If it were up to me, I'd still be trying to get my stupid yellow van running. But, I have a friend (that just so happens to be my husband) and he likes new vehicles. He likes rigs that are dependable and shiny. And, I've got to admit...even though the Westphalia VW van has all sorts of character...mine had no sorts of heater or AC or Sirius XM or even the ability to make it down the road and back again without requiring new spark plugs.

I should, at any given time, be able to count one great thing about my life, for each finger I have.

1. Healthy, beautiful family that loves me.
2. Healthy, beautiful me, that loves my family.
3. Great place to live and play.
4. Friends that I miss, and that miss me, when I leave home.
5. Food to eat.
6. Sunshine, sunshine, and then rain, right when we need it.
7. Books and music.
8. Movies and the internet.
9. A generator, when the power goes out...for the 5th time.
10. Brand new days, every day, to start it all over again!

And, yes, the list changes. Some days there are twenty great things. Sometimes, I stop at 5...and go, "hmmmm?" Not because the friends or family have stopped loving me, but because sometimes the love is hard to feel and hard to put out there. I know it's in me and around me, but it's disguised as spilled coffee, empty toilet paper rolls, gum in little girl hair, or a pile of nasty dirty dishes that I don't want to look at, let alone scrub on.

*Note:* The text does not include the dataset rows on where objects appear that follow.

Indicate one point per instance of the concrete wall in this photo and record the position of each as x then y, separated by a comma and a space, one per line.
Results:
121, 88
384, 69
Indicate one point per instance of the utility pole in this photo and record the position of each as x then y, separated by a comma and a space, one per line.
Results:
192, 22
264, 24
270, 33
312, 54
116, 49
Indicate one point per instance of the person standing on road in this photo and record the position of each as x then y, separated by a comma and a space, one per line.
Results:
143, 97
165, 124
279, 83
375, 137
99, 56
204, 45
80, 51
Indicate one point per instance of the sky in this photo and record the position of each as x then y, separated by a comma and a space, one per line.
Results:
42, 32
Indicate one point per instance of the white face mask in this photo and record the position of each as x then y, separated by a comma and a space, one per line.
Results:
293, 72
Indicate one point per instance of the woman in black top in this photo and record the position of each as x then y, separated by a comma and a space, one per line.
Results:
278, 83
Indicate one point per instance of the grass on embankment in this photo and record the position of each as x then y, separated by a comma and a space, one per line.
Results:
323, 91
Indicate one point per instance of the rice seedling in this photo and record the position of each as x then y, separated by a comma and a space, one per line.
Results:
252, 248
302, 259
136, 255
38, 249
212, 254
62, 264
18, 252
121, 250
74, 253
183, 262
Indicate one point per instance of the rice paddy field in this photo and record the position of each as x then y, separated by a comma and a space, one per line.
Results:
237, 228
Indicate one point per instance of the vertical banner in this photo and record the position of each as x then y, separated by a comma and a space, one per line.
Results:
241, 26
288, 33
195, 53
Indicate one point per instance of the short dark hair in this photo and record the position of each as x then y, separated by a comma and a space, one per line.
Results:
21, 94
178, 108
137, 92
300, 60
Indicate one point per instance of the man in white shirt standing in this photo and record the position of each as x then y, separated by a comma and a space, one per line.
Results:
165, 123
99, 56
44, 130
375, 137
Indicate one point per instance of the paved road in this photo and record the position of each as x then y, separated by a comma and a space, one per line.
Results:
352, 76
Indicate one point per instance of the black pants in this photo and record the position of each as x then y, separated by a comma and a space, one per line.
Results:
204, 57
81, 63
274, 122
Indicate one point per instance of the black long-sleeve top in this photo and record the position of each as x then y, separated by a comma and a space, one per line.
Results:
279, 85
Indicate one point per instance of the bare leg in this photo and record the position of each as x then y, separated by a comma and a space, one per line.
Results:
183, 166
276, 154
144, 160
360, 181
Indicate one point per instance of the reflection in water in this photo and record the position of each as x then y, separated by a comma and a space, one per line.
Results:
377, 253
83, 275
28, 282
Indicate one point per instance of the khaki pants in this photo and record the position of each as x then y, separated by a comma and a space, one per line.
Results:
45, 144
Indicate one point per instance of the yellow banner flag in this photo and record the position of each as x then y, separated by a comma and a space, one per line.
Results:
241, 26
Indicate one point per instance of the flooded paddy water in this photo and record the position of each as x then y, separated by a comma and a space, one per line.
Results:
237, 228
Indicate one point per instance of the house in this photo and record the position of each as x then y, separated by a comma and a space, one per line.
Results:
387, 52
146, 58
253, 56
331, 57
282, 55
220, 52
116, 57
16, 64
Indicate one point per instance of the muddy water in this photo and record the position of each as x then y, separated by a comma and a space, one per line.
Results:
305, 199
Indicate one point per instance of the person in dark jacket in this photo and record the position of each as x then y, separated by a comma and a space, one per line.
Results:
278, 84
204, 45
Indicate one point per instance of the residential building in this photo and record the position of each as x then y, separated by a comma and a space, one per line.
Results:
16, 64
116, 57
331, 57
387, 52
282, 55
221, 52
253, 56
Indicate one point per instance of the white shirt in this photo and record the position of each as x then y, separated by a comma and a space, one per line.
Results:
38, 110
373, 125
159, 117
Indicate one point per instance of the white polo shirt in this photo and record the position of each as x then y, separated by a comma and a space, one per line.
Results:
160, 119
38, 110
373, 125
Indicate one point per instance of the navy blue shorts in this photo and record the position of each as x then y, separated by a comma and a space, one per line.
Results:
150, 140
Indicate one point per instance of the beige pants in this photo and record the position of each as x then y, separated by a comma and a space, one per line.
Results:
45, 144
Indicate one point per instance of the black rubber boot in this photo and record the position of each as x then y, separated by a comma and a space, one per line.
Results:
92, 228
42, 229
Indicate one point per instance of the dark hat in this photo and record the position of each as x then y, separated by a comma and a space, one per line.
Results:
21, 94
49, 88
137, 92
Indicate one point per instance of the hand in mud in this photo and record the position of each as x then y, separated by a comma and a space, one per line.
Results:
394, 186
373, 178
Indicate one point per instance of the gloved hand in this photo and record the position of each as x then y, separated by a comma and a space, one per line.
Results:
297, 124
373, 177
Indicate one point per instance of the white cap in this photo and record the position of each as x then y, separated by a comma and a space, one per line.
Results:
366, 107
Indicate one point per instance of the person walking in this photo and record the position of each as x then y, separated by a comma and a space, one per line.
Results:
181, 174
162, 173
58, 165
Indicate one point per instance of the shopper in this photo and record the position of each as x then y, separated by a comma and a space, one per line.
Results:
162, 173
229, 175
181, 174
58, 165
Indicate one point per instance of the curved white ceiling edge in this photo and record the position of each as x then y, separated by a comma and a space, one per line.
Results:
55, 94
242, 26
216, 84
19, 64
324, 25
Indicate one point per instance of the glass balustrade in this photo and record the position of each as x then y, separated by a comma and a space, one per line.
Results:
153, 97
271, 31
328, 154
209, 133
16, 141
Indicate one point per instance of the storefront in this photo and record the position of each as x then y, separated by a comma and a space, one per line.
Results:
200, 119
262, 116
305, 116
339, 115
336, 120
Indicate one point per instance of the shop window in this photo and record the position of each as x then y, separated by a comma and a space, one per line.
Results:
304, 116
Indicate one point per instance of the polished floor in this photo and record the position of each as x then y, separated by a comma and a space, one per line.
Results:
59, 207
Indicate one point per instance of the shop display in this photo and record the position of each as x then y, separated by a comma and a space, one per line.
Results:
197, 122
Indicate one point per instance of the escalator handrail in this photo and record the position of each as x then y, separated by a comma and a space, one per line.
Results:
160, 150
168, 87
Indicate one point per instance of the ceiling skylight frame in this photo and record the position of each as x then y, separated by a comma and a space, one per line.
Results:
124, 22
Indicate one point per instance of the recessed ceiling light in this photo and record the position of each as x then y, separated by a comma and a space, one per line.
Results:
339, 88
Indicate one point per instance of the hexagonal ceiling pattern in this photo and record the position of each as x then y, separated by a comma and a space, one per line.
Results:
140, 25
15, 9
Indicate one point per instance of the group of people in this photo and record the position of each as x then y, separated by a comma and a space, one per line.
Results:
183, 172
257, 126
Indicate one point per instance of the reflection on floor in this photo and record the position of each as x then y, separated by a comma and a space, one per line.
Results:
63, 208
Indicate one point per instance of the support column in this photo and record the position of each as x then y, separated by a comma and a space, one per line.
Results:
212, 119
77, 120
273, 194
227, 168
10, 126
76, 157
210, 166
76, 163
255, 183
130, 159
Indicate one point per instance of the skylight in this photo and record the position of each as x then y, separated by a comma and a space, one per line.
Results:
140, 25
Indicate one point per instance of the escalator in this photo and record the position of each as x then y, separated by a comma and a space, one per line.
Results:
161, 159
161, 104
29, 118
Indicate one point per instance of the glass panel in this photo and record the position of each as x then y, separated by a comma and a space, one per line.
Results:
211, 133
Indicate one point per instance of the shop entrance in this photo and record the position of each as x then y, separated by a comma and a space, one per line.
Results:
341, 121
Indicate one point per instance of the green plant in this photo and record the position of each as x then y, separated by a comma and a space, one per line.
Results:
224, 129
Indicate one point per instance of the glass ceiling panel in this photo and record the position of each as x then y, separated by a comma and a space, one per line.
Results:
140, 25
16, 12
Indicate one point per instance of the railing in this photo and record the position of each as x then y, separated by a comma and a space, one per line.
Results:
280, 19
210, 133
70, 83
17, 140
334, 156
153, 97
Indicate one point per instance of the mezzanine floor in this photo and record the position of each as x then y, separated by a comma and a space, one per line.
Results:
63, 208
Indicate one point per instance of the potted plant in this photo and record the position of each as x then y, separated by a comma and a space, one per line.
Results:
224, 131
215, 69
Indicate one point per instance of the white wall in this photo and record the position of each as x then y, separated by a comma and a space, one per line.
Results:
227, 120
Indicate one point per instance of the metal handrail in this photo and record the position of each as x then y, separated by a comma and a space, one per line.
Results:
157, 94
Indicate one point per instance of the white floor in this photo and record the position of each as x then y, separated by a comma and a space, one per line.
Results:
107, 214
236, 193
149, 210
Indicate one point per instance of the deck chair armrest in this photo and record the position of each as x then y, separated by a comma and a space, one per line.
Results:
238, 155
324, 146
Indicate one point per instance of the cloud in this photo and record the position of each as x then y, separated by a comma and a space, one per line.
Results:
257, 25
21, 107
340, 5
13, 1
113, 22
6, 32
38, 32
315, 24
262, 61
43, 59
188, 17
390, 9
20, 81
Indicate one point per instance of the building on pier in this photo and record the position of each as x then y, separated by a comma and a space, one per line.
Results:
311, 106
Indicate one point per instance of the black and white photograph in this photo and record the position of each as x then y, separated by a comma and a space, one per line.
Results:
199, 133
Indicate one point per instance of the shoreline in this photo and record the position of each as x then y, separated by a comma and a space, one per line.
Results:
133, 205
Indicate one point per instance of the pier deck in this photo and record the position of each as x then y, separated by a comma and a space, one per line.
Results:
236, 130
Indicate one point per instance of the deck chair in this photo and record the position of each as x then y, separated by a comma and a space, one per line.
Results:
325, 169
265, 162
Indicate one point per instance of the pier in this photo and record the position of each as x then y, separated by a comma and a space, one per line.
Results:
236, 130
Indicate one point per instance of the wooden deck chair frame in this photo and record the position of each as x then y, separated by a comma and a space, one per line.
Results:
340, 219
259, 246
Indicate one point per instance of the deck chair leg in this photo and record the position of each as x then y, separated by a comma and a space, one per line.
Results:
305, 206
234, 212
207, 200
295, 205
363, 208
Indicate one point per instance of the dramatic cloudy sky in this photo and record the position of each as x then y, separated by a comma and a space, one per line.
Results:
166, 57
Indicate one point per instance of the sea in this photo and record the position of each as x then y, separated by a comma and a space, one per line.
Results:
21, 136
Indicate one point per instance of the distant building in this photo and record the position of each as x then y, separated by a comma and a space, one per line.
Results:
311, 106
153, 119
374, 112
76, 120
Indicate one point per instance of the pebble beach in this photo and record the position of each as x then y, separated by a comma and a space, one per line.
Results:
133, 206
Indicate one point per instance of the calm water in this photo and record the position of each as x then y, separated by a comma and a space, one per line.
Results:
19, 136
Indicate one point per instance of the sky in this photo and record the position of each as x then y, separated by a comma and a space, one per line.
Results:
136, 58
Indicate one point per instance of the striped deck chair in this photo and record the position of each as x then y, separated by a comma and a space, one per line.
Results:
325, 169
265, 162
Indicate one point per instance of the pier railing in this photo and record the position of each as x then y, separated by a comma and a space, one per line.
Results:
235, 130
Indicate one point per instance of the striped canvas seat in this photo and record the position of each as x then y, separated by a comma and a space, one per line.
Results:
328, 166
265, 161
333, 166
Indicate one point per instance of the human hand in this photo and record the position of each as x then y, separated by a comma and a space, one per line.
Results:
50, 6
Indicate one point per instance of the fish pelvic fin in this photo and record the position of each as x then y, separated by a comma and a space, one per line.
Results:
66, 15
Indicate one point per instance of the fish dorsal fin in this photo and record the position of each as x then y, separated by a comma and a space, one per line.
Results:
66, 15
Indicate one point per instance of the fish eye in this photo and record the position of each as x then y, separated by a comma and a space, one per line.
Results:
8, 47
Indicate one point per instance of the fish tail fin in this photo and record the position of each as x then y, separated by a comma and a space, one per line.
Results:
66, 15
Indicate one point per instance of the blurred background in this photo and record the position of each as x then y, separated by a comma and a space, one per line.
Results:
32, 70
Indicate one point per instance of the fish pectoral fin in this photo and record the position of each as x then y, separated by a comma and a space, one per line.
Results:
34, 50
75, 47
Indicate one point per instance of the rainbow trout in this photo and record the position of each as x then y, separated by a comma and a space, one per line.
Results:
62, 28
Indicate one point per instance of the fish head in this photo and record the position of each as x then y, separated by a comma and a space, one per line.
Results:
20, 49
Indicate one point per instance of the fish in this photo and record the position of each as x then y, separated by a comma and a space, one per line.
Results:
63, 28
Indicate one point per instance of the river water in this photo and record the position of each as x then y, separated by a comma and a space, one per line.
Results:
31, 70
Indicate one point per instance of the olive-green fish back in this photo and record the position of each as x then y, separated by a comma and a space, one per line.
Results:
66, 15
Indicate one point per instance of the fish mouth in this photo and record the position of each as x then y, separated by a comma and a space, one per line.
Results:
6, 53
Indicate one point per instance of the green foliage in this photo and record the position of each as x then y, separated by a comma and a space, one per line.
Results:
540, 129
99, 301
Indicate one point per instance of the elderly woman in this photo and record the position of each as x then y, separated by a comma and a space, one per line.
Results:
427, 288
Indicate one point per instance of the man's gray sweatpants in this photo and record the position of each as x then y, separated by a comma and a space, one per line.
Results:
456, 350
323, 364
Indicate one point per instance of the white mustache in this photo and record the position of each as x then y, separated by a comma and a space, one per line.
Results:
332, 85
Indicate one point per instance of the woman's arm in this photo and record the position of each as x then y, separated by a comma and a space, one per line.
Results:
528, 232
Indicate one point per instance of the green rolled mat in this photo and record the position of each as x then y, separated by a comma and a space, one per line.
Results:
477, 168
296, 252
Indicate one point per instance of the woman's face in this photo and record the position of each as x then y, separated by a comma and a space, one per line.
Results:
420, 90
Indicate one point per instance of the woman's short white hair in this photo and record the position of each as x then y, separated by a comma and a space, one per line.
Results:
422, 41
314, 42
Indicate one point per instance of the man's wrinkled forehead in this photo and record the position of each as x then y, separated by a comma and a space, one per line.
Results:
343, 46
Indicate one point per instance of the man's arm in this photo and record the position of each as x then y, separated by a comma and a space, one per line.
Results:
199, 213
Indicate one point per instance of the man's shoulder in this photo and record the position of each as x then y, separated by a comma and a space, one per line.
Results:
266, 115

Sometimes the couch wants to adopt me and the only things that wants to crawl out of my mouth is, "I don't care, kids....do whatever you want. Yeah, put on that movie for the 20th time and eat some jelly beans." But, instead, I roll off of the couch and start my "great-things" list.

1. I have a couch.
2. It's comfortable.
3. It fits 5 people, almost comfortably.
4. I'm not sleep deprived.....

See how easy it is to count up the good things, even on a bad day? And after a little list counting, I head over and count the dirty dishes, and the white socks that need bleached, and the rugs that need shaking, and then....I'm feeling right perky again! Because, the things that count, can always be counted on, to remind me that they are the only things worth being counted anyway!